Windows, MacOS, every BSD, Solaris, etc. have moved past the (blocking) /dev/random vs /dev/urandom to more mathematically sound solutions. (Seriously, measuring entropy?) But Torvalds, Ts'o, etc. have blocked, belittled, or ignored any movement there.

It's crazy that the OS that runs all the things essentially has a roll-your-own-crypto PRNG at its core rather than relying on actual experts for that.

Unfortunately, it's "good enough" to not HAVE to change. Use /dev/random sparingly to seed your own PRNG, change your Java config to use /dev/urandom, or (shudder) use rngd to make it seed itself.

At least once a year I hit some COTS product that craps itself under load blocking on /dev/random on a VM, causing an outage. Yes, it's a "worked on my laptop" problem, but an unnecessary rake to leave out in the garden.
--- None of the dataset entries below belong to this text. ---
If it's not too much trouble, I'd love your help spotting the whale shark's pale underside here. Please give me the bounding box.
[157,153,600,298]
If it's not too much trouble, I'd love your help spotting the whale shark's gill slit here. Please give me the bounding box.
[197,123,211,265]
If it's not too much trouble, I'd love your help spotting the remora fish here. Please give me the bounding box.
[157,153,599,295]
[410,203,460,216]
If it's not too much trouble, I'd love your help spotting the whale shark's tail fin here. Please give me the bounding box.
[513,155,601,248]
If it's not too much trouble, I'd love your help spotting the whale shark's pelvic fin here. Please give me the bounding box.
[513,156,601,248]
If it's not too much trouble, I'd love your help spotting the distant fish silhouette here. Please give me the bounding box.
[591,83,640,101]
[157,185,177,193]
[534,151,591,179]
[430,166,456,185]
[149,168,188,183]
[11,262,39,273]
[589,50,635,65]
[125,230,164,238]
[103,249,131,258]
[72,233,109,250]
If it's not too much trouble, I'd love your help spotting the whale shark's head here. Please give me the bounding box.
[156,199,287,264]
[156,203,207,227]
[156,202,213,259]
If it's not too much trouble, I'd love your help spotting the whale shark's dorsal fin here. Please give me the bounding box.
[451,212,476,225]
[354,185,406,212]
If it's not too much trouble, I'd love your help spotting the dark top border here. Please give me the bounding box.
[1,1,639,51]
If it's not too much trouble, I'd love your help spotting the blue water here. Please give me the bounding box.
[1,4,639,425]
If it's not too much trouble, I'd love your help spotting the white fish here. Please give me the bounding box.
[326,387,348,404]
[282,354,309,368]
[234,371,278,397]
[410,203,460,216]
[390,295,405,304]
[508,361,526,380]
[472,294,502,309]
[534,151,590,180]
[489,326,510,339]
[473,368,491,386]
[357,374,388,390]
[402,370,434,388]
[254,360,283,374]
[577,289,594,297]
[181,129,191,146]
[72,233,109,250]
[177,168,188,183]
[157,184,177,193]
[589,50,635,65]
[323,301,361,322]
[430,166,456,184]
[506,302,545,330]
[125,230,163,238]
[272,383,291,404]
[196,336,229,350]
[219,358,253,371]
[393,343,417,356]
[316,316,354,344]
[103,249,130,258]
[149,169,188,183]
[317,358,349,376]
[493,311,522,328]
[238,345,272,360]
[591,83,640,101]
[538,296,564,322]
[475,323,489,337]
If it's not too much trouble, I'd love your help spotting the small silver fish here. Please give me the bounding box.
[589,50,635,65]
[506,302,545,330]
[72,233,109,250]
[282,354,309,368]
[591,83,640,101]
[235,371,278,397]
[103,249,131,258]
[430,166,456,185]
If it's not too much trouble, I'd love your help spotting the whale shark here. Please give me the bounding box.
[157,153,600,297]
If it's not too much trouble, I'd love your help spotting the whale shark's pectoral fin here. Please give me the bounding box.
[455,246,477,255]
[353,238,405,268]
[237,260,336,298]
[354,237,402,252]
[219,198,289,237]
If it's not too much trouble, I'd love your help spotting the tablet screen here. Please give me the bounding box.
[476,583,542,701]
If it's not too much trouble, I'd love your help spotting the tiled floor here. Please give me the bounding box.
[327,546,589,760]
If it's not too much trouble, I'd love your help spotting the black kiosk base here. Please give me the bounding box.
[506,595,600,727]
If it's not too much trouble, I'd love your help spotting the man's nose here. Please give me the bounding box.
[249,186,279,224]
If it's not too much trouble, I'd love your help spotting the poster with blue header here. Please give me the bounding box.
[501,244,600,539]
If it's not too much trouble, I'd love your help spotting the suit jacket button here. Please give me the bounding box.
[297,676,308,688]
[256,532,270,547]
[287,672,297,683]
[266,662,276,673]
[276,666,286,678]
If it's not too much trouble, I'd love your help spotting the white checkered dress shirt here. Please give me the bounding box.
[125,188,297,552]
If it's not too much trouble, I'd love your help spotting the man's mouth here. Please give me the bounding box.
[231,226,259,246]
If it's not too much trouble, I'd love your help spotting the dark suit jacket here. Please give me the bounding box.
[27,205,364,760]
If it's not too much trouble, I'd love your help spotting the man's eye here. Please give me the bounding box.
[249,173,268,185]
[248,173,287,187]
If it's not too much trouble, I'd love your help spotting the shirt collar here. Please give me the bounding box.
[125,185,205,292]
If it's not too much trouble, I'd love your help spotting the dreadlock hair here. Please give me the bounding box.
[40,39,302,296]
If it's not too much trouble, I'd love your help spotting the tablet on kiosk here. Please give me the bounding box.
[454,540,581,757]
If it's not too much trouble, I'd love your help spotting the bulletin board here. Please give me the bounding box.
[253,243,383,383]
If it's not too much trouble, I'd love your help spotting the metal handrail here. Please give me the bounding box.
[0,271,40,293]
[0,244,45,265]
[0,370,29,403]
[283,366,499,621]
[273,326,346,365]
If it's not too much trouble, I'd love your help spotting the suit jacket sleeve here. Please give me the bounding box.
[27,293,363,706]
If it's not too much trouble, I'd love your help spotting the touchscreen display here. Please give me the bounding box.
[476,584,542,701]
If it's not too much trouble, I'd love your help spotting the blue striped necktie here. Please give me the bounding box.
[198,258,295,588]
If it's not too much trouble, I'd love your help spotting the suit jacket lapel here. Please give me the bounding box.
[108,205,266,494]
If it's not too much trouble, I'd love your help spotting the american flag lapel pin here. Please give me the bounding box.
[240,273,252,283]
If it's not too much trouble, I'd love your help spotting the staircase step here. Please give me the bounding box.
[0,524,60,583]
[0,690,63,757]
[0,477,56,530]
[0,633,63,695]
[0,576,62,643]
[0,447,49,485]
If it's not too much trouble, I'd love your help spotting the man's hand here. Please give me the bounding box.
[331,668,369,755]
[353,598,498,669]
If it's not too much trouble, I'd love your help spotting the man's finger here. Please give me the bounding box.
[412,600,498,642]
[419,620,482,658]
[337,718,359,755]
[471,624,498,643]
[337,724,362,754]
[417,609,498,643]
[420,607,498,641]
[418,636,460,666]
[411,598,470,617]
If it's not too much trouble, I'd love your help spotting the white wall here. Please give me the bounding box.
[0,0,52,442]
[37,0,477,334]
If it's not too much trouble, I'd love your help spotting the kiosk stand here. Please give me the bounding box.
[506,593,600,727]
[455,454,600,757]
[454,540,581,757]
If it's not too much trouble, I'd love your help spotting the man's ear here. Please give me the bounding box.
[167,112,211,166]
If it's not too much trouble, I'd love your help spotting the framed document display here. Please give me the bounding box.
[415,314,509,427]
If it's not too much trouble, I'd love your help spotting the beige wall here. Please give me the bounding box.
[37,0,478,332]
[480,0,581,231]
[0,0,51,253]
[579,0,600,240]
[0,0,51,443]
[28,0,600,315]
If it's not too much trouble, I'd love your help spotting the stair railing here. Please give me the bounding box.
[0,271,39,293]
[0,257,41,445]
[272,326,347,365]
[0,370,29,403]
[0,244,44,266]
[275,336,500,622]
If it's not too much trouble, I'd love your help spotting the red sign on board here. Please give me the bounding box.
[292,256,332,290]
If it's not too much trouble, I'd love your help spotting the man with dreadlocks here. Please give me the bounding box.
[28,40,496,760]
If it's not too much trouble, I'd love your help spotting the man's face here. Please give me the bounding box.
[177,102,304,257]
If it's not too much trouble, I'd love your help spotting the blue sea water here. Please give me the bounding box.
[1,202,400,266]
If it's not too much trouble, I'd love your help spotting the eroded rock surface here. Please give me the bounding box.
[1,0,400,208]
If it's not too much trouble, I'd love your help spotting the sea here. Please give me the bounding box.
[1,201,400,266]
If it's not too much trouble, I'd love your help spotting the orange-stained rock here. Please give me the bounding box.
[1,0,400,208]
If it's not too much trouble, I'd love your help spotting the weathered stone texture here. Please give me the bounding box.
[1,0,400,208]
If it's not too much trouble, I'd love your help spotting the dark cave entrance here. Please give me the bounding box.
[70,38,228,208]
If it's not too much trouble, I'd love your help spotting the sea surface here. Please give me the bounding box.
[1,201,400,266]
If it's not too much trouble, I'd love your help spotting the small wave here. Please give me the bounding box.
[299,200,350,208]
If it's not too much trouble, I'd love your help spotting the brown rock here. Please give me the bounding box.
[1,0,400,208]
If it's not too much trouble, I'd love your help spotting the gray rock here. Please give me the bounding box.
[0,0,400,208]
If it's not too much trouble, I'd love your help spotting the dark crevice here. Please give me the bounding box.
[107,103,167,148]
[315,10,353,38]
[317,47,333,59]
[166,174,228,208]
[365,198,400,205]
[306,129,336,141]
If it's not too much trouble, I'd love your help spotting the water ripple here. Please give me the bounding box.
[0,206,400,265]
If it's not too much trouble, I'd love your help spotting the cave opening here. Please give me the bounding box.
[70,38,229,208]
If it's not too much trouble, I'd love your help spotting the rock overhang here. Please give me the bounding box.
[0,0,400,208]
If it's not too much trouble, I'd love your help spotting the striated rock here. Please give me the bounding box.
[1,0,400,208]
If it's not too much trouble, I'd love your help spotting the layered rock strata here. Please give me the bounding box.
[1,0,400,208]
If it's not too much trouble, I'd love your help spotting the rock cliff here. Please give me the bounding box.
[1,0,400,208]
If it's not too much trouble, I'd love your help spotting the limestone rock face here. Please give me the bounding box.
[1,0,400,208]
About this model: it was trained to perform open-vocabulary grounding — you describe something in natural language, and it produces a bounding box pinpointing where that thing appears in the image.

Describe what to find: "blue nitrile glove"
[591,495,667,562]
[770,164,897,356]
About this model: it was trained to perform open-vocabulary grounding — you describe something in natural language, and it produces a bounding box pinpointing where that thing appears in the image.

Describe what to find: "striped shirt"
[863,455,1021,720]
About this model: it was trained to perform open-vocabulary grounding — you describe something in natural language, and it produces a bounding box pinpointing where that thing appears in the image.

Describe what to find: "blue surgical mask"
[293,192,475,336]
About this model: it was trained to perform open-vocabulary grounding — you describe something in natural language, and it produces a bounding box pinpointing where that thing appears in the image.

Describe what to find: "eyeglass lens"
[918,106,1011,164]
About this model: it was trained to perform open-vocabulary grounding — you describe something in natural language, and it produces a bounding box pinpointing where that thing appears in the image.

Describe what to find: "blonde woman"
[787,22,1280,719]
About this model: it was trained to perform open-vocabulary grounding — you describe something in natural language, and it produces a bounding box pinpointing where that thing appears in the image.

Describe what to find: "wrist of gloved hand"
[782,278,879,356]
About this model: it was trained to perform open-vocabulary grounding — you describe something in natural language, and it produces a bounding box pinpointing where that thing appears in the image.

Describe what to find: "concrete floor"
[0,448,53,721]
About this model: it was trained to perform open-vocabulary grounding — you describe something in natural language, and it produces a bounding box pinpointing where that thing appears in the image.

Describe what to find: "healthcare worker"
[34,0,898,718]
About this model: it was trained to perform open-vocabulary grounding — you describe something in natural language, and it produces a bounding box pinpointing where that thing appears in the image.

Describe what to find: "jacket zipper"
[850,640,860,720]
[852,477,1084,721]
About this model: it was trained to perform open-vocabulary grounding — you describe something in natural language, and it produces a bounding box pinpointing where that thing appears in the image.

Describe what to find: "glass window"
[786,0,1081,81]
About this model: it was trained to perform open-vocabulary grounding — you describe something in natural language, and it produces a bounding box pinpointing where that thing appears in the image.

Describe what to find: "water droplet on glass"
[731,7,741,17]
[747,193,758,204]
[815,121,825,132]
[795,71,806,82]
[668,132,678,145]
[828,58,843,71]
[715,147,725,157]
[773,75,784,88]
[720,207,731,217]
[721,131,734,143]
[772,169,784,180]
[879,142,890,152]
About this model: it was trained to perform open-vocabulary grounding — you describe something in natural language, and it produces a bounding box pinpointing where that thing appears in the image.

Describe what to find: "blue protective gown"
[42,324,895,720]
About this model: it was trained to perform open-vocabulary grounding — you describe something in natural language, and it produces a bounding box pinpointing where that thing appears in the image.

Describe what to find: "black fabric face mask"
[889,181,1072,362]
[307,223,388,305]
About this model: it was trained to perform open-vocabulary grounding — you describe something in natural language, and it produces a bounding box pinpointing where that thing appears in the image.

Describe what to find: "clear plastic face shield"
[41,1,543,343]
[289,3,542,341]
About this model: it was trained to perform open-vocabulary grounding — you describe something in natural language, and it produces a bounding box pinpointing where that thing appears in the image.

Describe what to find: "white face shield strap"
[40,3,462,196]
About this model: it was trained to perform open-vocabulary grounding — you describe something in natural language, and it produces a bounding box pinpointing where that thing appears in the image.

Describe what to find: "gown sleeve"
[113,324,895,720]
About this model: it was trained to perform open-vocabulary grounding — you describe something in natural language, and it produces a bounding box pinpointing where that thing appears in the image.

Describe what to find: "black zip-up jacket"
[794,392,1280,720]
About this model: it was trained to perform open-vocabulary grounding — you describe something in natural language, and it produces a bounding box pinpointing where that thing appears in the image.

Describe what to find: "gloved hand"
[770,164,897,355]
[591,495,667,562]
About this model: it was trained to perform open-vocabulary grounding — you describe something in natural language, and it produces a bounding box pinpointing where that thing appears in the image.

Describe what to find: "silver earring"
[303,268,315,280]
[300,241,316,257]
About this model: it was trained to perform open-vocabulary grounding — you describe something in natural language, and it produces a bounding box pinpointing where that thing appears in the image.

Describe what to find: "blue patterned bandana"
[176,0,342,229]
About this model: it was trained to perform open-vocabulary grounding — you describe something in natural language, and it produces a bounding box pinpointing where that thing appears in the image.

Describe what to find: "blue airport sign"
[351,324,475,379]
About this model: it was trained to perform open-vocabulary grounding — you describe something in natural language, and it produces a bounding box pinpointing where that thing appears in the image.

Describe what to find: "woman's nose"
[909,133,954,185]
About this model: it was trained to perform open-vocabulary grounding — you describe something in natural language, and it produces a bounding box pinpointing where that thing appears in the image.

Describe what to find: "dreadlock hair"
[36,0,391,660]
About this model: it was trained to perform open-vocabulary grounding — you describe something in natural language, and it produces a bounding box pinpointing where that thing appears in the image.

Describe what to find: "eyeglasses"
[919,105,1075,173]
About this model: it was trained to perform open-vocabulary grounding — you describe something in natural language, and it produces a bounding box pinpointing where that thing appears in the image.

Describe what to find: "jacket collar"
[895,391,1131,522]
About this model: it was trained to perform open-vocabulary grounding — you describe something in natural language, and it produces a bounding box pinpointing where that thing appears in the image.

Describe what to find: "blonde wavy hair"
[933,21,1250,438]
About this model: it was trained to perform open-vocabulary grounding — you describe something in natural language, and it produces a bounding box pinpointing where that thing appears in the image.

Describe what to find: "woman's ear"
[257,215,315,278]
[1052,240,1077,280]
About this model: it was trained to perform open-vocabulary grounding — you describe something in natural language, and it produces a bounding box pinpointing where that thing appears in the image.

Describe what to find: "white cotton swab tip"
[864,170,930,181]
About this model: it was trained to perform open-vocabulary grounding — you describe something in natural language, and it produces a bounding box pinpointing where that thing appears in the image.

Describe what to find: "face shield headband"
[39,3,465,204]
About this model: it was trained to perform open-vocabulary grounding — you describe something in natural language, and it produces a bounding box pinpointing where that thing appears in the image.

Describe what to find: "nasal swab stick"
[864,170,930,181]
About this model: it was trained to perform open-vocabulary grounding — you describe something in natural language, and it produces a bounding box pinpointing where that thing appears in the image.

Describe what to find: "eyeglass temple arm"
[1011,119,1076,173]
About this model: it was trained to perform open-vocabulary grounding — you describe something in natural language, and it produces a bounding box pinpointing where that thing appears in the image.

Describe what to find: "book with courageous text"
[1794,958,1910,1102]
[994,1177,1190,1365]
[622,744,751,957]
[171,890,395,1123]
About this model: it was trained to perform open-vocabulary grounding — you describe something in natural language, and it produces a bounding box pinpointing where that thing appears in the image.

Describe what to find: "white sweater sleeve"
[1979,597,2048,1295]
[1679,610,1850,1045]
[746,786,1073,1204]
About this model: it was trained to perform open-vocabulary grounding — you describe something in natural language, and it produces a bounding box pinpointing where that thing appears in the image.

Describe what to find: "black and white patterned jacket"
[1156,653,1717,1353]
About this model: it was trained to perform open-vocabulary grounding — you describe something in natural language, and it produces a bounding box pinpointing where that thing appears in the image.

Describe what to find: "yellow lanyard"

Blocking /dev/random has been a problem that many people were interested about for a long time, and it has had alternatives: /dev/urandom since forever (though it has a big problem for some short period just after bootup), getentropy() since 2015 can do the right thing with the right options, and finally since 2020 /dev/random does the right thing - it only blocks until seeded, then gives unlimited secure random bytes. (I only learned about this 2020 update in this very thread!)

My understanding is that /dev/random behavior persisted for so long only due to some dumb corporate/military compliance thing that some huge companies "needed". EDIT: apparently this was due to NIST standard SP800-90B and maybe German AIS 31, and the most recent idea is to forget them, and have orgs that really need the strange/problematic blocking behavior implement it in user-space.

tl;dr the solution is a USB-powered cup of Yahtzee dice. There was some debate over the color of the dice and usb-c vs usb-a. But it will be included in the next kernel release and shipped out to every user of the linux kernel with the next update.
QQ: why does this belong in the kernel at all?
Two reasons.

(1) The kernel itself needs access to good random numbers for its operation.

(2) Having a source of random number is something many applications need, and just like other services (storage, communication) random numbers a good thing to provide.

As the article shows, generating good random numbers generated based on physical entropy is a complex process. Not providing this as a service to applications would probably lead to many applications having bad random numbers. Just like we don't expect all applications to implement their own version of TCP.

Note that applications may use PRNGs from a library, for example Clib. But unless you want just pseudo randomness you somehow need to get entropy/noise from the physical machine. And the service presented to the application (for example via /dev/random) provides that.

Though of course, this could be in a userland library too. Just reading entropy from HW (exposed by the kernel). But the kernel still needs access to random number it can control and trust.
I wonder why they just didn't take a cue from OpenBSD's arc4random solution years ago, instead of this drawn-out contortion.